Batched GEMM¶
Exercises the LIBXS batched GEMM API (libxs_gemm.h) in several
flavors: strided, pointer-array, indexed, and grouped. All programs
are multithreaded via OpenMP, report wall-clock time and GFLOPS/s,
and optionally validate results via libxs_matdiff.
Building¶
LIBXS must be built first from the repository root.
Programs¶
gemm_strided¶
Strided batch DGEMM: all matrices packed contiguously with constant
stride. Uses libxs_gemm_index with index_stride=0.
Defaults: M=N=K=23, batchsize=30000, nrepeat=3, beta=1.0, pad=0.
gemm_batch¶
Pointer-array batch DGEMM: matrices accessed through pointer arrays. Supports a duplicate C-matrix mode to exercise lock-forward sync.
Defaults: M=N=K=23, batchsize=30000, nrepeat=3, dup=0, beta=1.0, pad=0.
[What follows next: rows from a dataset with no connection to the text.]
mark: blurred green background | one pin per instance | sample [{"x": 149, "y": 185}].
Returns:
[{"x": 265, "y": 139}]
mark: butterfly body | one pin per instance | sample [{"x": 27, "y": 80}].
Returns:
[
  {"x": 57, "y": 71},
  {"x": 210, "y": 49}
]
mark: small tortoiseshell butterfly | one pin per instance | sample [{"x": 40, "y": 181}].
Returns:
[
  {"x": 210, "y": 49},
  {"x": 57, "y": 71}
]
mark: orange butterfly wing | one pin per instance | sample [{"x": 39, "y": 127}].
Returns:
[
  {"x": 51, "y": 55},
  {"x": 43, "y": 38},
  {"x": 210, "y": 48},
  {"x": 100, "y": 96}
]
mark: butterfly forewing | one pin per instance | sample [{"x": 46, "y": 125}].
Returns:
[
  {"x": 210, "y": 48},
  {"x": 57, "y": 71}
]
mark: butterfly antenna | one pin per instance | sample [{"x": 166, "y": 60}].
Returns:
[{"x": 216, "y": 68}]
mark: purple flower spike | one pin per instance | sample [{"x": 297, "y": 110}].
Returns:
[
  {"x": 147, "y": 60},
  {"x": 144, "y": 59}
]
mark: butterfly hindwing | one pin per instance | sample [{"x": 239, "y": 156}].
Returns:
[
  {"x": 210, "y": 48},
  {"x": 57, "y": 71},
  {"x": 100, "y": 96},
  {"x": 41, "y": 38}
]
| dup | Mode | Description |
|---|---|---|
| 0 | None | Each C-matrix is unique (LIBXS_GEMM_FLAG_NOLOCK) |
| 1 | Sorted | Half-unique C-pointers, duplicates consecutive |
| 2 | Shuffled | Half-unique C-pointers, randomly shuffled |
gemm_index¶
Index-array batch DGEMM: matrices in contiguous buffers, addressed through explicit element-offset index arrays (ia, ib, ic).
Defaults: M=N=K=23, batchsize=30000, nrepeat=3, beta=1.0, pad=0.
gemm_indexf¶
Fortran variant of gemm_index. Demonstrates the LIBXS Fortran module interface with one-based index arrays and C_LOC/C_SIZEOF interop. Requires a Fortran compiler.
Defaults: M=N=K=23, batchsize=30000, nrepeat=3.
gemm_groups¶
Grouped batch DGEMM: multiple groups of different matrix shapes
dispatched in sequence, each with its own libxs_gemm_config_t.
Per-group dimensions grow by 4 starting from base_m.
Defaults: ngroups=2 (max 4), batch_per_group=30000, nrepeat=3, base_m=8, beta=1.0, pad=0.
Validation¶
Set the CHECK environment variable to validate results:
CHECK=1 ./gemm_strided.x
CHECK=1 ./gemm_batch.x 23 23 23 1000 1 2
CHECK=1 ./gemm_index.x
CHECK=1 ./gemm_groups.x
When padding is enabled (pad>0), the check also verifies that leading-dimension padding in C-matrices has not been overwritten.
Runtime Controls¶
Set LIBXS_GEMM_PRINT=0 to print a compact GEMM registry summary at
termination. The first line reports registry size, capacity, memory,
and the selected LIBXS_GEMM_BACKEND policy; the second line reports
a histogram by datatype and backend.